From the outside, the carmaker dropped the flush door handles and installed regular ones, which were easier to grip and pull, especially with a gloved hand. The front fascia was new and included a broad grille with plastic horizontal slats and big, squared headlights. Its wrapped-around plastic bumpers were modern and improved the drag-coefficient as well. But that was irrelevant for a bus-sized vehicle. The designers kept the slightly raked-forward rear end with a split opening tailgate system where the window was opened upward, and the lower side folded down to make it a bench.
Inside, depending on the trim level, the Range Rover featured cloth or leather seats. A major improvement was for the electrically heated windscreen, which was a unique feature on the market and very useful, especially for the diesel-powered versions.
Under the aluminum body, the carmaker installed live axles both front and rear, with coil-springs all-around. A pneumatic system was fitted as an option later on, and that helped the car get better attack and fording numbers. Land Rover installed an all-wheel-drive system with a locking center differential and a low-range gear.

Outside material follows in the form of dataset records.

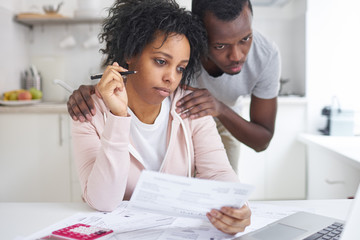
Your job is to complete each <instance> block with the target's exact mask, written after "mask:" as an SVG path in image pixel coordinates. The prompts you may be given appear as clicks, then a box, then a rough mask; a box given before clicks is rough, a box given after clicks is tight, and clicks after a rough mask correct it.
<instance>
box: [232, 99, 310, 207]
mask: <svg viewBox="0 0 360 240" xmlns="http://www.w3.org/2000/svg"><path fill="white" fill-rule="evenodd" d="M242 116H243V117H244V118H245V119H249V100H245V101H244V103H243V110H242ZM305 123H306V100H305V99H304V98H300V97H294V98H293V97H289V98H286V97H284V98H279V99H278V111H277V117H276V125H275V133H274V136H273V139H272V140H271V143H270V145H269V147H268V148H267V149H266V150H265V151H263V152H259V153H257V152H255V151H254V150H253V149H251V148H249V147H247V146H245V145H243V144H242V145H241V149H240V160H239V171H238V172H239V177H240V180H241V181H242V182H244V183H249V184H252V185H254V186H255V191H254V193H253V194H252V195H251V197H250V198H251V199H252V200H264V199H265V200H273V199H304V198H305V194H306V164H305V147H304V146H303V145H302V144H301V143H299V142H297V140H296V138H297V135H298V134H299V133H301V132H304V131H305Z"/></svg>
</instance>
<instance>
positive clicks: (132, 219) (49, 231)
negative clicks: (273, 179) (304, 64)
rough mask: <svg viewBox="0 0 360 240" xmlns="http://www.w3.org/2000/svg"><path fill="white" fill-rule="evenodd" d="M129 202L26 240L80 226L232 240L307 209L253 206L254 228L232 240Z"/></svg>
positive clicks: (215, 230)
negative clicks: (290, 215) (135, 206)
mask: <svg viewBox="0 0 360 240" xmlns="http://www.w3.org/2000/svg"><path fill="white" fill-rule="evenodd" d="M127 205H128V202H126V201H125V202H122V203H121V205H120V206H119V207H118V208H117V209H116V210H114V211H113V212H110V213H103V212H96V211H94V212H92V213H78V214H75V215H73V216H71V217H69V218H67V219H64V220H62V221H60V222H58V223H56V224H53V225H51V226H49V227H47V228H46V229H43V230H41V231H39V232H37V233H34V234H32V235H31V236H29V237H27V238H24V240H34V239H39V238H41V237H44V236H47V235H49V234H50V233H51V232H52V231H54V230H58V229H60V228H63V227H67V226H70V225H72V224H76V223H84V224H88V225H92V226H99V227H104V228H109V229H112V230H113V231H114V234H113V235H112V236H111V237H110V238H109V239H108V240H120V239H137V240H169V239H171V240H189V239H191V240H209V239H212V240H220V239H221V240H229V239H234V238H235V237H238V236H241V235H243V234H245V233H248V232H250V231H254V230H256V229H258V228H261V227H263V226H265V225H267V224H269V223H272V222H274V221H276V220H278V219H280V218H282V217H285V216H288V215H290V214H292V213H294V212H297V211H300V210H302V211H304V210H306V209H303V208H301V209H299V208H292V207H284V206H276V205H271V204H261V203H256V202H253V203H250V208H251V211H252V217H251V225H250V226H249V227H247V228H246V230H245V232H244V233H238V234H236V236H231V235H228V234H225V233H222V232H220V231H219V230H217V229H216V228H215V227H213V226H212V225H211V223H210V222H209V221H204V220H202V219H196V218H182V217H177V218H176V217H170V216H167V215H159V214H152V213H146V212H143V211H136V210H129V209H127Z"/></svg>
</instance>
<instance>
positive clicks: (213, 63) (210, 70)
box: [201, 58, 224, 77]
mask: <svg viewBox="0 0 360 240" xmlns="http://www.w3.org/2000/svg"><path fill="white" fill-rule="evenodd" d="M201 63H202V65H203V67H204V69H205V70H206V71H207V73H208V74H209V75H210V76H212V77H218V76H221V75H222V74H223V73H224V72H223V71H222V70H221V69H220V68H219V67H218V66H217V65H216V64H215V63H214V62H213V61H211V60H210V59H209V58H203V59H201Z"/></svg>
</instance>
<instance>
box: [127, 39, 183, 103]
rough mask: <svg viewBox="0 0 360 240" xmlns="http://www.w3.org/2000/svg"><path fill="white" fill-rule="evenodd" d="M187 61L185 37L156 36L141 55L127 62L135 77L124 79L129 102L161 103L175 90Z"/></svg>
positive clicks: (132, 76)
mask: <svg viewBox="0 0 360 240" xmlns="http://www.w3.org/2000/svg"><path fill="white" fill-rule="evenodd" d="M189 58H190V44H189V41H188V40H187V38H186V37H185V36H184V35H179V34H171V35H169V36H168V38H167V39H166V41H165V42H164V35H163V34H157V35H156V37H155V40H154V41H153V42H152V43H150V44H148V45H147V46H146V47H145V48H144V50H143V52H142V53H141V54H140V56H136V57H133V58H131V59H130V60H129V61H127V63H128V65H129V67H128V69H129V70H136V71H137V73H136V74H132V75H129V76H128V77H127V83H126V91H127V94H128V97H129V101H136V102H138V101H140V102H142V103H146V104H160V103H161V102H162V101H163V100H164V99H165V98H166V97H168V96H169V95H170V94H171V93H172V92H174V90H175V89H176V88H177V87H178V85H179V83H180V81H181V78H182V73H183V71H184V69H185V68H186V66H187V64H188V62H189Z"/></svg>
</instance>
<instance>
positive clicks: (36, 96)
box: [29, 87, 42, 99]
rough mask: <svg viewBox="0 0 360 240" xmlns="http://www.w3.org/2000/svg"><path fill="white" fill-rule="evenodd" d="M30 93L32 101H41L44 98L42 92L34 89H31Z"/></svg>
mask: <svg viewBox="0 0 360 240" xmlns="http://www.w3.org/2000/svg"><path fill="white" fill-rule="evenodd" d="M29 92H30V93H31V96H32V99H41V98H42V91H40V90H38V89H36V88H34V87H32V88H30V89H29Z"/></svg>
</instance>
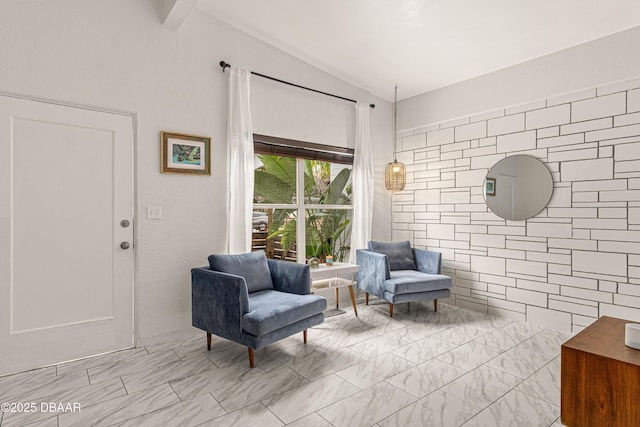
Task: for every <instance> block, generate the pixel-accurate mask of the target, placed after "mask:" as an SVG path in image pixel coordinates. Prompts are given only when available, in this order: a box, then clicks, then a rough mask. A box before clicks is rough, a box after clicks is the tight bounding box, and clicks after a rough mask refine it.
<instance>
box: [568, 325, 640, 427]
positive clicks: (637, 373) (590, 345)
mask: <svg viewBox="0 0 640 427" xmlns="http://www.w3.org/2000/svg"><path fill="white" fill-rule="evenodd" d="M626 323H634V322H631V321H628V320H623V319H616V318H613V317H607V316H603V317H601V318H600V319H598V320H597V321H595V322H594V323H593V324H592V325H590V326H589V327H587V328H586V329H585V330H583V331H582V332H580V333H579V334H578V335H576V336H575V337H573V338H571V339H570V340H569V341H567V342H566V343H564V344H563V345H562V350H561V359H562V362H561V363H562V365H561V374H560V376H561V378H560V414H561V415H560V420H561V421H562V423H563V424H565V425H567V426H570V427H574V426H575V427H580V426H603V427H604V426H615V427H623V426H634V427H637V426H640V350H635V349H632V348H629V347H627V346H626V345H625V344H624V329H625V326H624V325H625V324H626Z"/></svg>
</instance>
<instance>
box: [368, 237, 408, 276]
mask: <svg viewBox="0 0 640 427" xmlns="http://www.w3.org/2000/svg"><path fill="white" fill-rule="evenodd" d="M369 250H370V251H373V252H377V253H380V254H384V255H386V256H387V260H388V261H389V270H391V271H395V270H416V269H417V268H416V261H415V259H414V257H413V249H411V243H410V242H409V241H408V240H405V241H404V242H375V241H370V242H369Z"/></svg>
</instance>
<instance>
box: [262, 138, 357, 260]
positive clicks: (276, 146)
mask: <svg viewBox="0 0 640 427" xmlns="http://www.w3.org/2000/svg"><path fill="white" fill-rule="evenodd" d="M253 141H254V153H255V154H266V155H275V156H282V157H292V158H295V159H296V203H290V204H289V203H284V204H283V203H253V205H252V208H253V210H254V211H255V210H256V209H257V210H261V209H286V210H295V211H296V215H297V218H298V219H300V218H303V219H304V220H303V221H300V220H297V221H296V247H297V248H298V249H297V250H296V260H297V262H298V263H300V264H305V263H306V252H307V251H306V238H307V236H306V234H307V233H306V215H305V214H306V211H307V210H314V209H316V210H349V211H353V203H352V204H349V205H327V204H318V203H305V197H304V162H305V160H317V161H323V162H328V163H336V164H342V165H350V166H351V173H352V174H353V155H354V152H355V150H353V149H352V148H344V147H335V146H330V145H323V144H316V143H311V142H305V141H297V140H292V139H285V138H278V137H272V136H267V135H259V134H253ZM300 242H302V243H303V244H302V245H300ZM300 248H302V250H301V249H300Z"/></svg>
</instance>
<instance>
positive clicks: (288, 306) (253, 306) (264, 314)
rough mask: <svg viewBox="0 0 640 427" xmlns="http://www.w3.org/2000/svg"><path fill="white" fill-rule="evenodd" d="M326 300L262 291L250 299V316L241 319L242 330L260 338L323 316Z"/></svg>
mask: <svg viewBox="0 0 640 427" xmlns="http://www.w3.org/2000/svg"><path fill="white" fill-rule="evenodd" d="M326 308H327V300H326V299H324V298H323V297H321V296H318V295H298V294H290V293H287V292H278V291H269V290H266V291H260V292H255V293H253V294H250V295H249V312H248V313H246V314H245V315H244V316H242V329H244V330H245V331H246V332H248V333H250V334H252V335H255V336H257V337H259V336H262V335H266V334H268V333H270V332H273V331H275V330H278V329H280V328H284V327H287V326H288V325H291V324H293V323H296V322H298V321H301V320H304V319H306V318H308V317H311V316H313V315H316V314H318V313H322V312H323V311H324V310H325V309H326Z"/></svg>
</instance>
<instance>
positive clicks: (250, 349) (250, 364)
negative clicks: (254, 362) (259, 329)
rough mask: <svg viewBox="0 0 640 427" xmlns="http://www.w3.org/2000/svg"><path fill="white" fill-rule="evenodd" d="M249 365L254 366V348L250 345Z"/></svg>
mask: <svg viewBox="0 0 640 427" xmlns="http://www.w3.org/2000/svg"><path fill="white" fill-rule="evenodd" d="M249 367H250V368H253V349H252V348H251V347H249Z"/></svg>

Launched in 1970 as a three-door version only, the Land Rover Range Rover evolved over time from a simple, utilitarian off-road vehicle to a luxurious one.
In 1988, the Range Rover received a final update for it before it made room for the second generation. After 18 years, it received an additional pair of doors and luxurious items. Another significant improvement was the introduction of the Long-Wheel-Base (LWB) version that added more legroom for the rear-seat passengers. It was already a royal vehicle included in Her Majesty Service.
The final update brought a plastic grille with horizontal slats that replaced the previously used metallic grille. It still used the same round headlights. Its bumper was no longer made from steel. It was a plastic, wrapped-around one, slightly extended downwards.
Inside, the carmaker still offered the Range Rover in a basic trim with little carpeting on the floor and a plastic dashboard. The upper trim levels featured leather upholstery, wood-trims, and leather steering wheel and gear-knob. Land Rover installed an air-conditioning unit to enhance the driver's comfort and fitted the power-steering as standard.
Under the hood, Land Rover decided to send the carburetors to the dumpster and introduced a fuel-injection system that brought more power and increased the fuel-efficiency. Unlike its predecessors, it featured a chain-driven 4x4 system instead of a simple, transfer-box one.